Institute
Equally Yoked Together


“Equally Yoked Together,” Teaching Seminary: Preservice Readings (2004), 30

“Equally Yoked Together,” Teaching Seminary, 30

Equally Yoked Together

Excerpt from an address delivered at regional representatives’ seminar, 3 April 1975, 1

Several years ago with Bill and Allie Marriott, Donna and I went to a country fair in New Hampshire. It was a beautiful fall day and a delightful old-time country fair.

The center of attraction was the oxen pulling contest. Several teams of oxen with heavy wooden yokes were lined up to compete. A wooden sledge was weighted with cement blocks: ten thousand pounds—five tons—to begin with. The object was for the oxen to move the sledge three feet.

I noticed a well-matched pair of very large, brindled, blue-gray animals. They were the big-boned, Holstein, Durham-cross, familiar big blue oxen of seasons past.
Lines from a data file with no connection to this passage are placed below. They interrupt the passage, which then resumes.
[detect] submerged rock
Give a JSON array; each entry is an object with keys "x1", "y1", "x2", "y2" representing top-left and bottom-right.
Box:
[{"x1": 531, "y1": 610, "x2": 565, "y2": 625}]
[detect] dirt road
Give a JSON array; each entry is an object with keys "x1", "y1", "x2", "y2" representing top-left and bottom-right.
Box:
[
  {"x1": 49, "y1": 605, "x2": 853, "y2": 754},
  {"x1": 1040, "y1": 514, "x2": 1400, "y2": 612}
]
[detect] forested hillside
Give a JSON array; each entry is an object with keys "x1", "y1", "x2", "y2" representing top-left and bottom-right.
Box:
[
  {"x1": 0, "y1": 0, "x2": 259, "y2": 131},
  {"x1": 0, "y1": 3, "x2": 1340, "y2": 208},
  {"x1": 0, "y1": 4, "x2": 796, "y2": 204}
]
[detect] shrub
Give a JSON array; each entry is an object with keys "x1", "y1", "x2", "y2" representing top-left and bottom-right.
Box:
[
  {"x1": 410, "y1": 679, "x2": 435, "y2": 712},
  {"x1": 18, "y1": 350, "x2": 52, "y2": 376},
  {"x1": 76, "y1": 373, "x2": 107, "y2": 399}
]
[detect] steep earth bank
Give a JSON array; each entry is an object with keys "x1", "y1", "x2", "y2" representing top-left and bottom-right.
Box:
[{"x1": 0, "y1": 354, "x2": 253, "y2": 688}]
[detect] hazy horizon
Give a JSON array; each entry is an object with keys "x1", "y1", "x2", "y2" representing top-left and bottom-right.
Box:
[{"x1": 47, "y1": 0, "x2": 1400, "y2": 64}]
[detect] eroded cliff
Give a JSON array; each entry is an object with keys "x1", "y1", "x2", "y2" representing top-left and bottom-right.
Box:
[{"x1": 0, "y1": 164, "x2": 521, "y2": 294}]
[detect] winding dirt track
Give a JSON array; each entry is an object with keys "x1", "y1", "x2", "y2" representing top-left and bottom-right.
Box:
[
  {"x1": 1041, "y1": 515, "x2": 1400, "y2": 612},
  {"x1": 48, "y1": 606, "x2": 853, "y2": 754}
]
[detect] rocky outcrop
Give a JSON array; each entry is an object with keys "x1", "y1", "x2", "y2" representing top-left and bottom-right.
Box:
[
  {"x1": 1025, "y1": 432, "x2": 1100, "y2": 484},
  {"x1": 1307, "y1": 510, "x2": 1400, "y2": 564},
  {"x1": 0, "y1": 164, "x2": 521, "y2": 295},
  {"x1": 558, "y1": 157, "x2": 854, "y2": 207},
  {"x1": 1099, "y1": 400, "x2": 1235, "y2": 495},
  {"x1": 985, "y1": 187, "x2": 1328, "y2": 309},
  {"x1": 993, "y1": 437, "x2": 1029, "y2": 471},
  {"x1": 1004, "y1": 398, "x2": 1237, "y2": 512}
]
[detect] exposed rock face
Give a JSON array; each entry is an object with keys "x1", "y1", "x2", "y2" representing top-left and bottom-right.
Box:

Because of their size, of course they were the favorites.

Each team was given three attempts to move the sledge. If they were able to do so easily, more weight was added until the teams were eliminated one by one. In turn, each team was hitched to the sledge. The teamster would position his animals carefully, pat them, chortle to them, whisper to them, and then at a goad and a loud command they would slam forward against the yoke. Either the weight would move or the oxen were jerked to a halt.

The big blue oxen didn’t even place! A small, nondescript pair of animals, not very well matched for size, moved the sledge all three times.

I was amazed and fascinated and turned to an old New Englander in the crowd and asked if he could explain how that could happen. He said, “E-yeh.” (That means yes in New England.) And then he explained. The big blues were larger and stronger and better matched for size than the other team. But the little oxen had better teamwork and coordination. They hit the yoke together. Both animals jerked forward at exactly the same time and the force moved the load.

One of the big blue oxen had lagged a second or pushed a second too soon—something like a football player being off side—and the force was spent in a glancing blow. The yoke then was twisted and the team jerked to one side and the sledge hardly moved.

If I were to moralize, I would begin in typical Book of Mormon language, “And thus we see” that size and strength are not enough. It takes teamwork as well.

All that I have to say in my appointed time here about education can be demonstrated by the foregoing illustration of teamwork by those two oxen. In the Church we must have teamwork in education—not the kind of teamwork where two teams compete in an adversary relationship such as we see in athletics, but teamwork like oxen yoked together, side by side, pulling together.

In education we have two sides. On one side we have the professional, employed, and salaried teachers directed by supervisors and administrators. On the other hand we have the called, ordained, presided-over priesthood officers. They are to work side by side in the ward and in the stake and on a regional level. At the top both are presided over by the First Presidency and the Council of the Twelve, which are represented by the Church Board of Education.